Benedict Cumberbatch, acteur nommé aux Oscars et notre Sherlock Holmes préféré parle d’amour, de vivre ses rêves, et comment il n’arrive pas à comprendre pourquoi on le trouve effectivement attirant…

2015 est probablement une année qui sera toujours célébrée au sein du foyer Cumberbatch. D’épouser sa femme, Sophie Hunter, metteur en scène de théâtre, à avoir son premier enfant, Christopher, en juin, gagnant également une nomination aux Oscars pour son portrait du génie perturbé Alan Turing dans Imitation Game, plus de grandes éloges pour son rôle dans Strictly Criminal, ce sera une année qui sera difficile à battre pour Benedict Cumberbatch. Sans oublier de mentionner rallier le monde du théâtre avec sa version du plus grand anti-héro de Shakespeare, Hamlet, au Barbican de Londres.
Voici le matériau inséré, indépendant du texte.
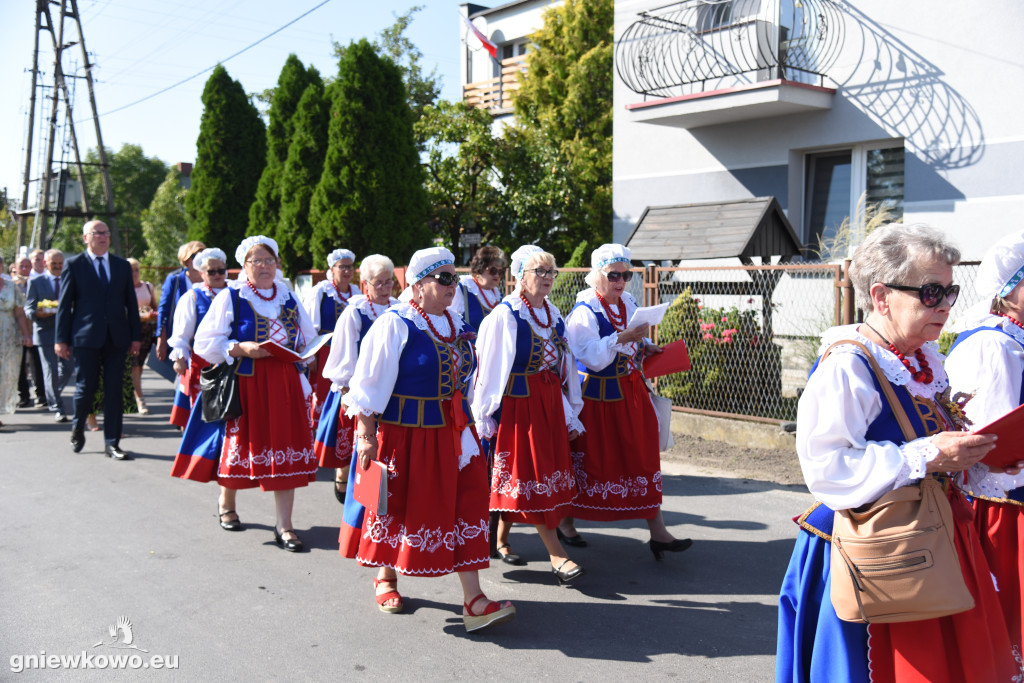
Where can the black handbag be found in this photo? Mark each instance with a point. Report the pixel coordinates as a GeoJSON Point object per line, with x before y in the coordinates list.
{"type": "Point", "coordinates": [218, 387]}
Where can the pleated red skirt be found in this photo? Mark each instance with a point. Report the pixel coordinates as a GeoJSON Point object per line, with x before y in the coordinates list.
{"type": "Point", "coordinates": [617, 462]}
{"type": "Point", "coordinates": [970, 646]}
{"type": "Point", "coordinates": [271, 444]}
{"type": "Point", "coordinates": [437, 520]}
{"type": "Point", "coordinates": [531, 479]}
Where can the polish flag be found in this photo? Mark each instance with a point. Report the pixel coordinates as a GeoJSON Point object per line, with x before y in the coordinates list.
{"type": "Point", "coordinates": [487, 45]}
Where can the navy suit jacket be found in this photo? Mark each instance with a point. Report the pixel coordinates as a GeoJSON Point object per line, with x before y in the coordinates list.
{"type": "Point", "coordinates": [42, 328]}
{"type": "Point", "coordinates": [87, 312]}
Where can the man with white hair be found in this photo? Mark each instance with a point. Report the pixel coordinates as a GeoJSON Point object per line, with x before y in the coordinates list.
{"type": "Point", "coordinates": [97, 315]}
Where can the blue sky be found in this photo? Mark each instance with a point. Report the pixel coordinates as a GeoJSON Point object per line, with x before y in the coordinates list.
{"type": "Point", "coordinates": [142, 46]}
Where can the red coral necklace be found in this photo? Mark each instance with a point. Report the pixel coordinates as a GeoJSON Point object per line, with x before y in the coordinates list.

Mais tandis que 2016 naît, nous voyons notre geek préféré revenir sur nos écrans en tant que Mr Holmes bien-aimé dans l’épisode victorien spécial exceptionnel de Sherlock, et le tournage doit commencer pour la quatrième saison tant attendue de la série dramatique de la BBC, aussi. Cette année verra aussi l’homme de 38 ans rentrer dans l’univers Marvel dans Doctor Strange. Alors, il semble que 2016 sera une année dont on se souviendra. Et voici Benedict Cumberbatch qui parle de son voyage jusqu’ici.
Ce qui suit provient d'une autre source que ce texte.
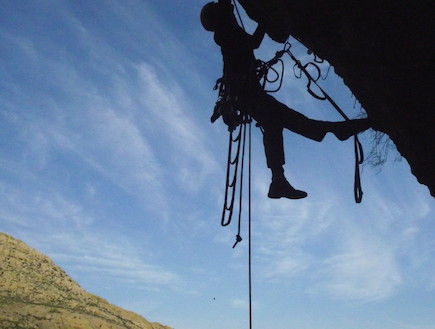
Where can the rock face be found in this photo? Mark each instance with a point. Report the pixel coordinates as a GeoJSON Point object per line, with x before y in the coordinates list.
{"type": "Point", "coordinates": [383, 50]}
{"type": "Point", "coordinates": [37, 294]}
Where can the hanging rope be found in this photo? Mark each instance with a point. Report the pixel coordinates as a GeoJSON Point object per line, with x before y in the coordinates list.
{"type": "Point", "coordinates": [358, 149]}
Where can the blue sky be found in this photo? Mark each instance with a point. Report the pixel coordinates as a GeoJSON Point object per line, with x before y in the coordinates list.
{"type": "Point", "coordinates": [110, 166]}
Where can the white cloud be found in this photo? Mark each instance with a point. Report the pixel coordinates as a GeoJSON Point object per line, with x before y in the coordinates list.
{"type": "Point", "coordinates": [65, 231]}
{"type": "Point", "coordinates": [365, 271]}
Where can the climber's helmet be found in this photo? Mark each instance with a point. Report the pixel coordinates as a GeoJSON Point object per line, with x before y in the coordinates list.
{"type": "Point", "coordinates": [210, 16]}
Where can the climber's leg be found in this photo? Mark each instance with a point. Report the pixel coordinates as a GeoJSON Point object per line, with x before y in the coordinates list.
{"type": "Point", "coordinates": [274, 150]}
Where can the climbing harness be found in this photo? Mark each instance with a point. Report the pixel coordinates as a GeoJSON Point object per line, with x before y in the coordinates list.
{"type": "Point", "coordinates": [239, 122]}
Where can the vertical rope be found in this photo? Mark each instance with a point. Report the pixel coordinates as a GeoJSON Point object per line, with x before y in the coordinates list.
{"type": "Point", "coordinates": [249, 228]}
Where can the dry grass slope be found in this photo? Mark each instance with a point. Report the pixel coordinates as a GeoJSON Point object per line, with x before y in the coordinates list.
{"type": "Point", "coordinates": [37, 294]}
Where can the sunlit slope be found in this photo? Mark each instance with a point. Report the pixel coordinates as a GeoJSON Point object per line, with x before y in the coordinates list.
{"type": "Point", "coordinates": [37, 294]}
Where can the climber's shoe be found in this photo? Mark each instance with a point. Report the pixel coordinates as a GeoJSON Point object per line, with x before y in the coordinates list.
{"type": "Point", "coordinates": [281, 188]}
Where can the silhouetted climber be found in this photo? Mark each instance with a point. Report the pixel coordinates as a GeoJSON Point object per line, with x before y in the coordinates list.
{"type": "Point", "coordinates": [243, 90]}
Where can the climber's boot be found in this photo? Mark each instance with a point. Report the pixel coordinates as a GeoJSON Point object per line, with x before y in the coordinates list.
{"type": "Point", "coordinates": [281, 188]}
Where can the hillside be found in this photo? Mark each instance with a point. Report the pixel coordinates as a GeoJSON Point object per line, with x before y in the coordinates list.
{"type": "Point", "coordinates": [37, 294]}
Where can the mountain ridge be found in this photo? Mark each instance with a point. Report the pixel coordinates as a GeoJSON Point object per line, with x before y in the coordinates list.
{"type": "Point", "coordinates": [35, 293]}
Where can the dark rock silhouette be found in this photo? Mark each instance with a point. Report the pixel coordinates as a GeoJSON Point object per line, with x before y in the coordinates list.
{"type": "Point", "coordinates": [240, 94]}
{"type": "Point", "coordinates": [383, 50]}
Y-a-t-il un sens d’exaltation d’avoir atteint le genre de stature que vous avez désormais ?

C’est excitant d’avoir l’opportunité de jouer tant de bons rôles. J’ai eu beaucoup, beaucoup de chance et je suis très reconnaissant d’avoir pu travailler avec tellement de grands acteurs et réalisateurs. J’essaie de ne pas trop penser à tout ça parce que ça peut être effrayant de regarder ce que tu as fait, et tu commences à t’inquiéter si tu peux maintenant ça et continuer à trouver ce niveau de travail.

Parfois tu te sens tellement fou de joie quand tu apprends que tu vas jouer un personnage extraordinaire comme Alan Turing, ou se préparer à jouer Hamlet dans l’une des plus grandes pièces shakespeariennes de tous les temps. Mais ensuite, tu dois faire face à la réalité de se préparer à véritablement jouer ces rôles et donne vie aux personnages, et de traiter avec toutes les attentes qui viennent avec. C’est là où ta peur et tes doutes débarquent, et tu te donnes encore plus pour que tu puisses faire ton meilleur boulot.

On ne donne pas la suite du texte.